Astronaut Kimiya Yui, who returned to Earth in December after a five-month stay on the International Space Station, now says he is ready to go to the red planet.
“I’m good for a Mars mission,” Yui, 46, said in a recent interview, noting he underwent testing for a potential mission there immediately after his stay on the ISS.
“My health condition is perfect. I took part in an experiment aimed at preventing muscles from weakening even without frequent physical exercise,” he said. “Thanks to progress in technology, parts of my muscles are stronger than before the ISS mission.”
The test, which simulates a landing on Mars, showed his sense of balance had recovered.
“I was the first person to clear all the items in the test,” Yui said, adding, “I think I’m suitable for a Mars mission.”
As for the ISS mission, which included his first space flight, Yui said: “The rocket launch was unexpectedly smooth and quiet. I got excited the moment I became weightless. Hand in hand, my two fellow astronauts and I shared the joy of the moment.”

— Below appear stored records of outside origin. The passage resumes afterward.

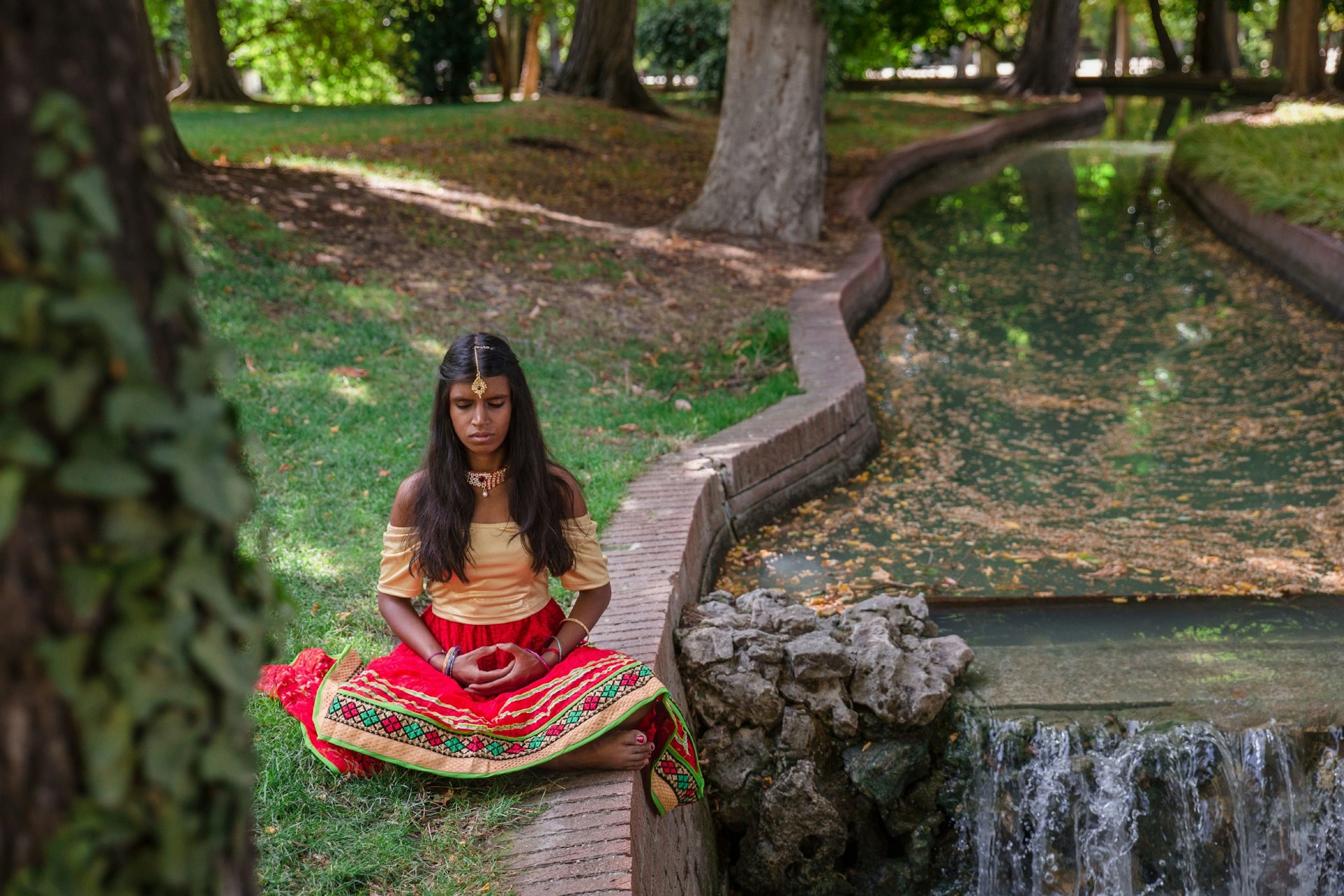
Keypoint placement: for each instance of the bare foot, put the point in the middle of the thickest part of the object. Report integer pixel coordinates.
(613, 750)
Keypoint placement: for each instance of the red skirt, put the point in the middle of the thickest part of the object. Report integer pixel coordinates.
(401, 710)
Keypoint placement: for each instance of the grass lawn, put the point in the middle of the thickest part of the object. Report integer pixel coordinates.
(1288, 162)
(339, 274)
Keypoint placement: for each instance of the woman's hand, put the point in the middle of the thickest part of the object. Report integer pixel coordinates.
(522, 668)
(467, 668)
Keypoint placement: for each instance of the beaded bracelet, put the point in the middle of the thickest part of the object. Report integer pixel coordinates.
(588, 631)
(559, 648)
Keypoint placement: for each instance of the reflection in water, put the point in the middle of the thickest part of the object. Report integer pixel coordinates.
(1132, 809)
(1081, 391)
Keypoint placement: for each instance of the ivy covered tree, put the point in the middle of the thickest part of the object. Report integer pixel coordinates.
(132, 629)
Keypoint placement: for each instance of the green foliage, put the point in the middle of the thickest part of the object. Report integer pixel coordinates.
(444, 43)
(100, 421)
(686, 38)
(1294, 167)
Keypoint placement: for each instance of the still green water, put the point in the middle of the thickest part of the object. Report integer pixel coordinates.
(1081, 391)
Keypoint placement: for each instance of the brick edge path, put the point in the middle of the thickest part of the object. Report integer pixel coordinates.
(600, 836)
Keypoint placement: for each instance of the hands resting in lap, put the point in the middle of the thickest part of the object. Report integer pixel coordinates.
(496, 669)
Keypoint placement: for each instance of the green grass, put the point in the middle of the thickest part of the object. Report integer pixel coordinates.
(1291, 163)
(328, 448)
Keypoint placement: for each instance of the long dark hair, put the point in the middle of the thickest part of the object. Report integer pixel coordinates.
(538, 498)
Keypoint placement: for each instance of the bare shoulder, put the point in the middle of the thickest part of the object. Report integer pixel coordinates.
(405, 500)
(578, 507)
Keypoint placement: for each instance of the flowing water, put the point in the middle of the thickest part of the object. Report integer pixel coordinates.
(1081, 391)
(1084, 393)
(1128, 809)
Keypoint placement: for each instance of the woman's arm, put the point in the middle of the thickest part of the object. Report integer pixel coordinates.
(406, 625)
(588, 609)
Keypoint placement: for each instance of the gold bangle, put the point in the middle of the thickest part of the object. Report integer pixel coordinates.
(588, 631)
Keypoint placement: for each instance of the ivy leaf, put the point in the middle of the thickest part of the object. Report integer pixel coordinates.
(11, 492)
(67, 393)
(89, 187)
(102, 477)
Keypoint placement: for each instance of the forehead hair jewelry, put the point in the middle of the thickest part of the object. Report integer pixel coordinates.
(479, 384)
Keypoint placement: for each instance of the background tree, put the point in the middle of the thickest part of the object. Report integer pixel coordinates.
(1171, 59)
(1304, 71)
(445, 43)
(127, 754)
(210, 73)
(1049, 57)
(1215, 50)
(766, 174)
(172, 153)
(601, 61)
(686, 38)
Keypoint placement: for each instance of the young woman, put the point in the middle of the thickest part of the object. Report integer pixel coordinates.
(492, 676)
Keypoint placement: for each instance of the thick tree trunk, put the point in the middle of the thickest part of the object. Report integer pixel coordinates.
(531, 78)
(1047, 62)
(1338, 81)
(1278, 43)
(1171, 62)
(1211, 52)
(1304, 70)
(768, 171)
(556, 34)
(601, 61)
(211, 76)
(125, 750)
(1117, 42)
(507, 48)
(171, 150)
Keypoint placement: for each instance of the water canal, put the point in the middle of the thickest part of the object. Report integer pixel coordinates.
(1113, 458)
(1081, 390)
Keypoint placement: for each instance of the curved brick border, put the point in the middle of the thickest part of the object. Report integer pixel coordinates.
(1308, 258)
(598, 836)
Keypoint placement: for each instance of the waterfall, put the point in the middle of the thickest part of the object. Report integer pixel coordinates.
(1135, 809)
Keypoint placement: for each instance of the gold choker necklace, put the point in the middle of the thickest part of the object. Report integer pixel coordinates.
(487, 481)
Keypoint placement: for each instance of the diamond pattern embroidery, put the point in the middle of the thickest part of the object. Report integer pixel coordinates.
(406, 729)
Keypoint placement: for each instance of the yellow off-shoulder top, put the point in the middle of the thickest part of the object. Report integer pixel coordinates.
(500, 586)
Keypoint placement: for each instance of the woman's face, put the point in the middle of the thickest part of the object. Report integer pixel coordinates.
(482, 421)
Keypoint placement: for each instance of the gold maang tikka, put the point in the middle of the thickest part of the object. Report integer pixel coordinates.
(479, 384)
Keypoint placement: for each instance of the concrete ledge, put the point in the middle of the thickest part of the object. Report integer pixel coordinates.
(600, 836)
(1308, 258)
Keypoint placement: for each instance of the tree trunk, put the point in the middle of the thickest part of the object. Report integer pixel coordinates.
(172, 153)
(531, 78)
(1049, 58)
(987, 61)
(1171, 62)
(1123, 38)
(211, 76)
(601, 61)
(556, 34)
(1338, 81)
(1108, 61)
(505, 48)
(122, 680)
(768, 171)
(1304, 71)
(1211, 52)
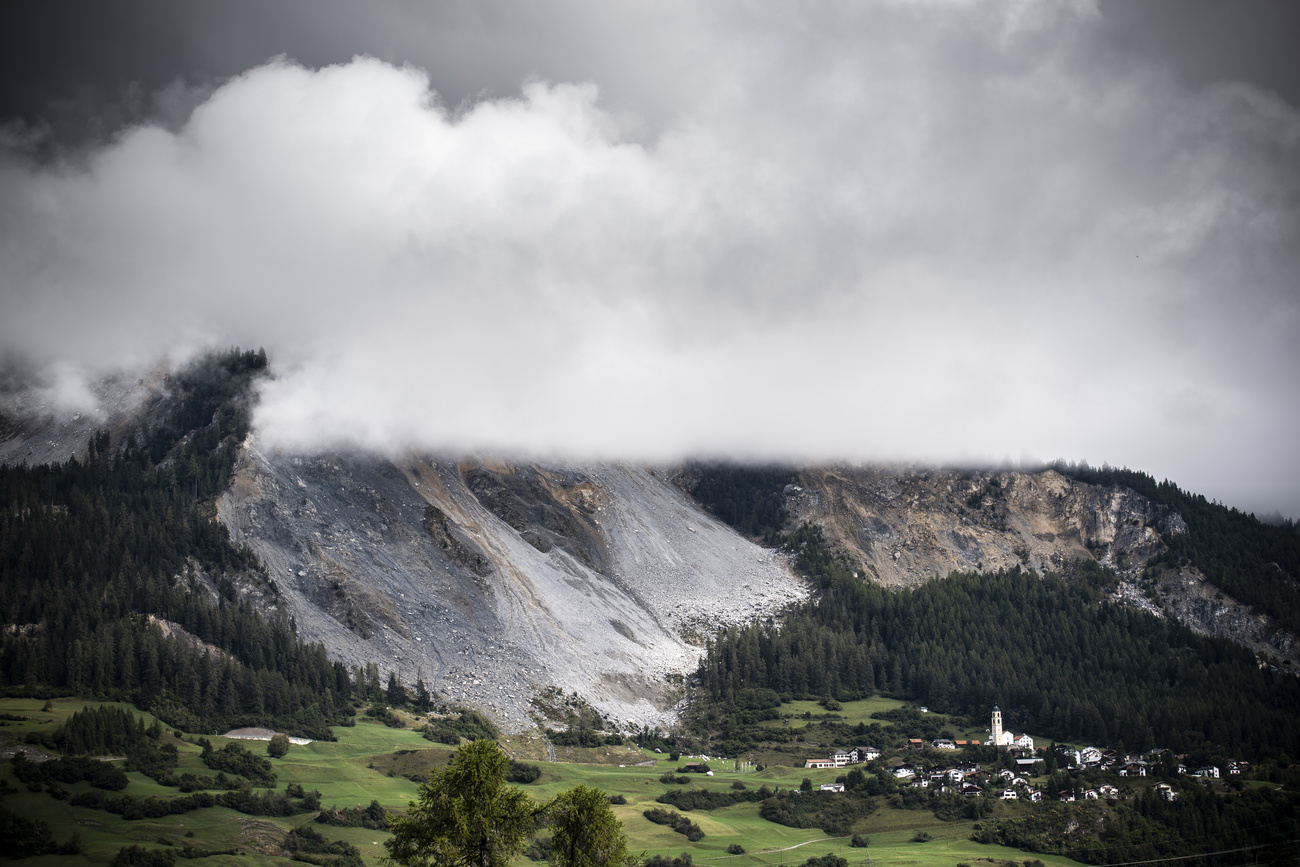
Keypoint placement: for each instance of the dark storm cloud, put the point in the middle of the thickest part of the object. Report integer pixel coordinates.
(891, 230)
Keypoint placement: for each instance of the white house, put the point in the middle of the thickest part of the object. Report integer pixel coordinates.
(866, 754)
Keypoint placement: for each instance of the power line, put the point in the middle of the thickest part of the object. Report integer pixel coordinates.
(1203, 854)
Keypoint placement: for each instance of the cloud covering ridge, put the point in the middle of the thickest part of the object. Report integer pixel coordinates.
(901, 230)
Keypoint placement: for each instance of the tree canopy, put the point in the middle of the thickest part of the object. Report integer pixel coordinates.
(585, 832)
(466, 815)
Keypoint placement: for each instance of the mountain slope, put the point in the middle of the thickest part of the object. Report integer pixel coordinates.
(495, 581)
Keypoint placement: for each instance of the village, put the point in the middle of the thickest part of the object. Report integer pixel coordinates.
(1027, 764)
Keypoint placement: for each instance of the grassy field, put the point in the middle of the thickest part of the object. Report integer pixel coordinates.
(375, 762)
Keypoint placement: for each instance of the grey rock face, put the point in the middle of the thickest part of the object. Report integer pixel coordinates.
(495, 581)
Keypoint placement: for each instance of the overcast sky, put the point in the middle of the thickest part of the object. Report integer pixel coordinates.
(944, 232)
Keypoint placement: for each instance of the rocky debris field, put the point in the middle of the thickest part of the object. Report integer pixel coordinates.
(494, 581)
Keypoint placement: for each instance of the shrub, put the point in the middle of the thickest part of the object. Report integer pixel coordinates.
(523, 772)
(827, 861)
(278, 746)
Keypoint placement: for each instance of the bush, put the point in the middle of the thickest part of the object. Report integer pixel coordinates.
(278, 746)
(827, 861)
(523, 772)
(469, 725)
(139, 857)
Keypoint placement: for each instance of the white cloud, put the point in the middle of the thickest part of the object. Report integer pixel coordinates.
(908, 230)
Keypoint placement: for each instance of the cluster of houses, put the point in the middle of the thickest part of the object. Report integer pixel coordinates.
(971, 780)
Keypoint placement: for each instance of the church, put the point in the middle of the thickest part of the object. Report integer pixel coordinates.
(1005, 738)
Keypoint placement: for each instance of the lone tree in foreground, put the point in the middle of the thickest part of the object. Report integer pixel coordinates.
(466, 815)
(585, 832)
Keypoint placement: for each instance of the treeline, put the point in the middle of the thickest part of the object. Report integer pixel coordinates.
(748, 498)
(1252, 562)
(1255, 824)
(95, 553)
(1053, 651)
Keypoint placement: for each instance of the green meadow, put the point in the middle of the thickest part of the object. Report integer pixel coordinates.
(375, 762)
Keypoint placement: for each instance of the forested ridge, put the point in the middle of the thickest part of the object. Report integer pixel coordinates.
(1255, 563)
(1053, 651)
(90, 549)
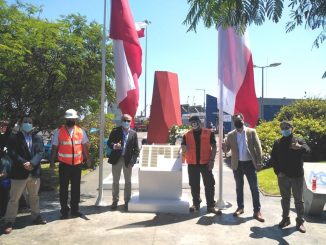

Asked whether he felt nervous when he was docking the ISS with the Kounotori 5 unmanned cargo spacecraft in August, Yui said he thought everything would be all right because he had fully prepared for the moment.
But he added he really felt “relieved” once he had successfully used the space station’s robotic arm to gain control of the transport, noting the importance of the “national project.”
Yui said he worked hard on his experiments during the mission.
“I tried to collect the best possible data,” he said, noting that Japan’s Kibo research module is set up to conduct a vast array of experiments.
From April, Yui will work to help improve the Kounotori and by making the spacecraft more efficient.
“Development requires the viewpoint of astronauts,” he said, adding, “I want to provide detailed feedback about my experience.”